The government’s priority areas include trade and investment policy, trade facilitation, global value chains, infrastructure, private sector development, economic empowerment of women, knowledge and skills development, agriculture, and services.
Aid for trade is not new in international development discussions, with its formal introduction coming in 2005 during a WTO event in Hong Kong. There, the Global Aid for Trade Initiative was launched to mainstream the process of assisting developing countries to integrate themselves in the global trade cycle and, in turn, become less economically dependent.

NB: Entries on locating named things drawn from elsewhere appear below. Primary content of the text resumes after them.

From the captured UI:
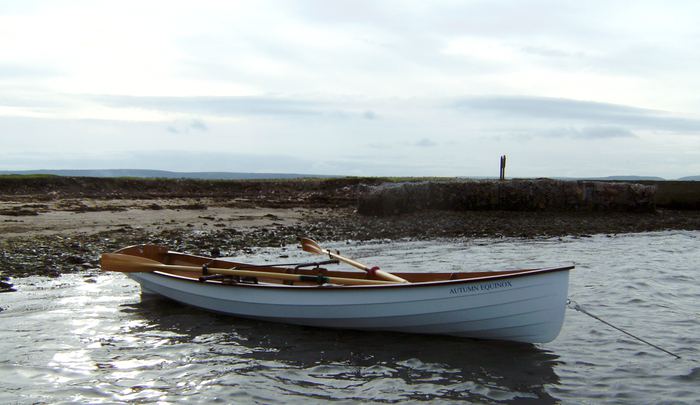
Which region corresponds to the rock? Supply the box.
[0,281,17,293]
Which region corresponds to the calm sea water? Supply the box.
[0,232,700,404]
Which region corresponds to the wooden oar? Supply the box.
[299,238,408,283]
[100,253,394,285]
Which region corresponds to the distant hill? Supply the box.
[0,169,342,180]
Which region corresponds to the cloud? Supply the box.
[543,126,637,139]
[0,63,61,79]
[414,138,437,148]
[167,119,209,134]
[86,95,378,121]
[453,96,700,133]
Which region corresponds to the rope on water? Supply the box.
[566,300,681,359]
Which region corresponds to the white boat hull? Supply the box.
[129,268,570,343]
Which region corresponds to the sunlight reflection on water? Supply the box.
[0,232,700,403]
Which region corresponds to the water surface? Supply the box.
[0,232,700,404]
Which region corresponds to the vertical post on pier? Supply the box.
[498,155,506,180]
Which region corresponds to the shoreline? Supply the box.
[0,178,700,291]
[0,198,700,282]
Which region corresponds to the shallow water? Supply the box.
[0,232,700,404]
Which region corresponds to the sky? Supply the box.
[0,0,700,179]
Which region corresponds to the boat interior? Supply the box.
[116,245,564,286]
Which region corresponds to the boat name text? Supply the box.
[450,280,513,294]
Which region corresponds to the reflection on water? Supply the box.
[0,232,700,404]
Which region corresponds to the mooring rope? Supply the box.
[566,299,681,359]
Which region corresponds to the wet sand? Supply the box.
[0,193,700,282]
[0,176,700,291]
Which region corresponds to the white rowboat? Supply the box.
[102,245,574,343]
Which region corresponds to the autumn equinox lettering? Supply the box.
[450,280,513,294]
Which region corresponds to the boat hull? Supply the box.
[129,267,571,343]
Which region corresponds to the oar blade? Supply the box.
[100,253,163,273]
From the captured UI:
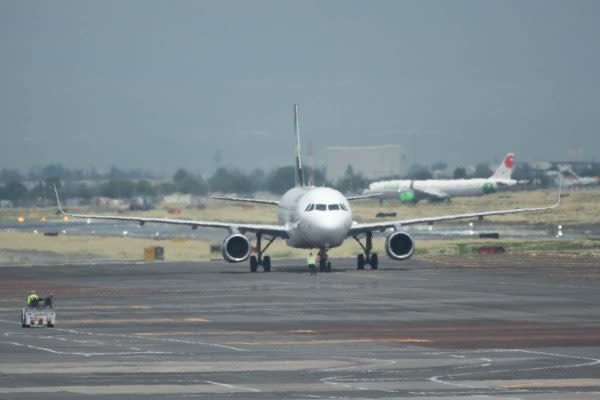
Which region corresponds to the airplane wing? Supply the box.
[210,196,279,206]
[349,182,562,236]
[54,187,290,238]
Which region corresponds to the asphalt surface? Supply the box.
[0,256,600,400]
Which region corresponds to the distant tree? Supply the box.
[454,167,467,179]
[336,165,368,193]
[473,163,493,178]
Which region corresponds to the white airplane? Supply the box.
[363,153,519,203]
[55,106,560,272]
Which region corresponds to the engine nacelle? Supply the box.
[385,232,415,260]
[221,233,251,262]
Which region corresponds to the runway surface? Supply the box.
[0,256,600,399]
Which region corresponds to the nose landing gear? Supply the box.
[250,232,276,272]
[318,249,331,272]
[352,232,379,269]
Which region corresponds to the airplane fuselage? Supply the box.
[277,187,352,249]
[365,178,517,198]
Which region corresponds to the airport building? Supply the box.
[326,144,406,182]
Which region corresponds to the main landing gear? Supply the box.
[250,233,275,272]
[352,232,379,269]
[319,249,331,272]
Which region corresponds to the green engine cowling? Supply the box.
[481,182,496,194]
[398,190,415,203]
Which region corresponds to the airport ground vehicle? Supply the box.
[21,303,56,328]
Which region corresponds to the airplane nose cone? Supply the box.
[311,216,351,247]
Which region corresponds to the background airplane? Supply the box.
[54,105,560,272]
[552,165,600,187]
[363,153,518,202]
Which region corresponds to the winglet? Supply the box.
[555,174,562,207]
[53,185,66,215]
[294,104,304,186]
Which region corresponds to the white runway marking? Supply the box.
[0,342,173,357]
[429,349,600,400]
[204,381,260,392]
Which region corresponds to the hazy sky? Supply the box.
[0,0,600,173]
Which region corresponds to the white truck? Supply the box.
[21,302,56,328]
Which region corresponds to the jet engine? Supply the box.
[385,232,415,260]
[221,233,251,262]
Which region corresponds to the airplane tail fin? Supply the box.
[294,104,304,186]
[558,165,579,181]
[492,153,515,179]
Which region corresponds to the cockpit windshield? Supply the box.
[304,204,349,212]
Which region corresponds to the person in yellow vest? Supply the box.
[306,252,317,275]
[25,290,40,307]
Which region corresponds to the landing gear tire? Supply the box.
[263,256,271,272]
[250,256,258,272]
[369,253,379,269]
[356,254,365,269]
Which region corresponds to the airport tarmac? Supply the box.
[0,255,600,400]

But while it has been a decade since aid for trade became mainstream, opinion is still divided on whether it constitutes a genuinely sustainable approach to development. The Abbott government’s decision to cut back on development assistance, dissolve its main aid agency, and push aid for trade forward as the main ODA strategy — with Bishop describing the shift as a “new aid paradigm” — has incurred the ire of several development organizations both domestically and abroad.
To its credit, the Department of Foreign Affairs and Trade admits that “trade alone is not sufficient to achieve economic growth or to reduce poverty,” to be harnessed rather as a complementary approach to addressing development.
With plans tabled by the Association of Southeast Asian Nations to become one economic community by the end of the year, Australia may have a new frontier in which to roll out its aid for trade strategy yet further.
One thing’s for sure, the ongoing debate is only set to further intensify in the months ahead.
Have your say on the aid for trade debate by leaving a comment below and stay tuned for more Devex coverage on the issue, together with insights from the ongoing Global Review of Aid Trade in Geneva, Switzerland.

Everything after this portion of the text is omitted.